Dans ce 3e article sur la forêt, rédigé en partenariat avec l’ONF, nous abordons la question de l’usage du bois. Matériau renouvelable et polyvalent, le bois est très utile. Mais sa production nécessite de couper des arbres, ce qui est souvent mal perçu. Quelle est l’ampleur des coupes dans les forêts ? À quoi est utilisé le bois ? Comment les usages vont-ils évoluer à l’avenir ?

Article rédigé avec l’Office national des forêts (ONF).

Pourquoi faire des coupes dans les forêts ? Quelle proportion est prélevée à chaque fois ?

C’est une question importante : pourquoi couper du bois dans les forêts ? Pourquoi ne pas les laisser telles quelles ? 

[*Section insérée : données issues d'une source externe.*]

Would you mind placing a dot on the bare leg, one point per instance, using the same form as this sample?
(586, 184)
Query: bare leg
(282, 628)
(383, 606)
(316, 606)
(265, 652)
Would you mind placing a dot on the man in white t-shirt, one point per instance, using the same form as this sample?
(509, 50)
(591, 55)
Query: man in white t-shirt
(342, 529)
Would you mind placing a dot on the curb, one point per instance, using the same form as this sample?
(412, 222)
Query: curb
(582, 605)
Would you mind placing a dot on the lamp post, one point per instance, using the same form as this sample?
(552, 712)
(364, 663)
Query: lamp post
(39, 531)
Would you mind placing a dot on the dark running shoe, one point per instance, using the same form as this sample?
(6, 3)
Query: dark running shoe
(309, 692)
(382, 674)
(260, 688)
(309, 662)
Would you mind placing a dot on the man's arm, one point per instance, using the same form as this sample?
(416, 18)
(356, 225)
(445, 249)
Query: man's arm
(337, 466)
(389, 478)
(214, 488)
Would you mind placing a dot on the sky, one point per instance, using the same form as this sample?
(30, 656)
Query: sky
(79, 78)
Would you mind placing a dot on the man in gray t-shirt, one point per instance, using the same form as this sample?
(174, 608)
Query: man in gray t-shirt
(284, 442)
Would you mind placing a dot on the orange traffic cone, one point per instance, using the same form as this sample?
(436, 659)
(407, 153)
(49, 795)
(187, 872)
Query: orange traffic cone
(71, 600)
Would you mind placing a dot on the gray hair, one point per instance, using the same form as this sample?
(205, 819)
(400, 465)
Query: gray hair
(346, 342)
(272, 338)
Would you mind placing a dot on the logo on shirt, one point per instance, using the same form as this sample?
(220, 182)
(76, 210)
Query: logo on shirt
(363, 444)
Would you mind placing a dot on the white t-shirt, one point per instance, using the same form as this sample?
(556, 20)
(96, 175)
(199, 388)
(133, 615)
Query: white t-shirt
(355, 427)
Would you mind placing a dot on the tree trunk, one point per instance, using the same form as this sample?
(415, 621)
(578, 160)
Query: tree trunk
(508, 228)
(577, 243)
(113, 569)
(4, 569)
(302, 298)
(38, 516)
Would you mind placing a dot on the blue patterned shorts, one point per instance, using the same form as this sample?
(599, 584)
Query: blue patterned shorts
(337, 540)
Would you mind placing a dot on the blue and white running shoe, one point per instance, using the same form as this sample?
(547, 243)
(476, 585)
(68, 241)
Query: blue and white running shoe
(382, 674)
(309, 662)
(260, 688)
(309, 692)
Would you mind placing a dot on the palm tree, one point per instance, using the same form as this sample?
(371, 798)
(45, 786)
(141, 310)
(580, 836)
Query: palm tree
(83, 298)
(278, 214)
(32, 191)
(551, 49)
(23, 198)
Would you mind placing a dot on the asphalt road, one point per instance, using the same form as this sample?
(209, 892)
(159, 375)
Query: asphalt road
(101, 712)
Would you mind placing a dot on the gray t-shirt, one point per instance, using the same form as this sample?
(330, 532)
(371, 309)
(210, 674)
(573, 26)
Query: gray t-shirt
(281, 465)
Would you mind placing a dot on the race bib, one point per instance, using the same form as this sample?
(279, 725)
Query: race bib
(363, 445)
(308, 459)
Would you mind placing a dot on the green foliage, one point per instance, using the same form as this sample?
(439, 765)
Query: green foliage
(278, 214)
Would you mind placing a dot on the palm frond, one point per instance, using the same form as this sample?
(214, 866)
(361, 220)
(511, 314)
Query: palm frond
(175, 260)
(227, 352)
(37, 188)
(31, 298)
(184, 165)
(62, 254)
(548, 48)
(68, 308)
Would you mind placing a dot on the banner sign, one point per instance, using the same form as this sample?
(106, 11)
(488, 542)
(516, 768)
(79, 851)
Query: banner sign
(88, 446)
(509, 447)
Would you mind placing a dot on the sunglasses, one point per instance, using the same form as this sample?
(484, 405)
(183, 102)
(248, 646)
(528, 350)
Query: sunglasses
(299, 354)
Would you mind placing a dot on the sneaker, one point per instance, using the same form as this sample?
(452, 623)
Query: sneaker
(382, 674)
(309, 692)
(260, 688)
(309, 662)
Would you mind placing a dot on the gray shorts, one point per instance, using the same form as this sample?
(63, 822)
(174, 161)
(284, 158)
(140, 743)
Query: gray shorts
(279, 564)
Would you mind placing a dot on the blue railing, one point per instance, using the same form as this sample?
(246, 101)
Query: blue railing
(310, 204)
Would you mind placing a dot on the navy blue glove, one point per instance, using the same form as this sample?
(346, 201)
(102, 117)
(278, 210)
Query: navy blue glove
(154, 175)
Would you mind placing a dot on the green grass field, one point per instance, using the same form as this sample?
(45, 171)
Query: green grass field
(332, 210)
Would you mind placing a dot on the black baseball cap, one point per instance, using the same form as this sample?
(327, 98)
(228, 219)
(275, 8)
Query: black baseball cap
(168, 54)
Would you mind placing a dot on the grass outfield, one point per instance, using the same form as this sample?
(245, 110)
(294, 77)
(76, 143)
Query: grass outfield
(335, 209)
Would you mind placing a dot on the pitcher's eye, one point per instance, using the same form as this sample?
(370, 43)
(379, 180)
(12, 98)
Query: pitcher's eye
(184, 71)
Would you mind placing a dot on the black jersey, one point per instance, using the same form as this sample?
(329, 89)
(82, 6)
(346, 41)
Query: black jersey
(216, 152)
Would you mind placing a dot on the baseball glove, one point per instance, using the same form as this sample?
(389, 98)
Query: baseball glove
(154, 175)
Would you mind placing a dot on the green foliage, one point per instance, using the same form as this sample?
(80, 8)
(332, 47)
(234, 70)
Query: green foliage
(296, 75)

Le bois a de nombreux débouchés économiques, très utiles pour notre société. On peut s’en servir pour faire de la construction, des meubles, du papier, du carton, du chauffage, etc. Ne pas vouloir couper d’arbres dans les forêts françaises impliquerait de se passer de ces usages ou de remplacer le bois par des matériaux qui ne seraient pas renouvelables et plus polluants à produire. En plus d’être une ressource renouvelable, le bois est un matériau positif pour le climat puisqu’il stocke du CO2 et  remplace des matériaux dont la fabrication est intensive en énergies fossiles comme le béton, l’acier, le plastique ou la chimie pharmaceutique. De plus, c’est une ressource locale, et la filière bois mobilise plus de 400 000 emplois locaux.

Coupe de bois

Image modifiée à partir de Harrington 2002

Une autre raison de couper du bois est l’entretien de la forêt. Dans le jeune âge, ces coupes permettent de laisser mieux venir les arbres restants, choisis pour leur qualité. Par ailleurs, il convient d’enlever les arbres dépérissants qui peuvent poser un problème de sécurité. Lorsque le public se promène en forêt, ou réalise d’autres activités, il y a un risque pour qu’un arbre dépérissant ou ses branches tombent et provoquent un accident. Enfin, une dernière raison est de préserver la santé de la forêt. Si un arbre est infecté par un parasite, il faut l’abattre avant qu’il ne contamine ses voisins.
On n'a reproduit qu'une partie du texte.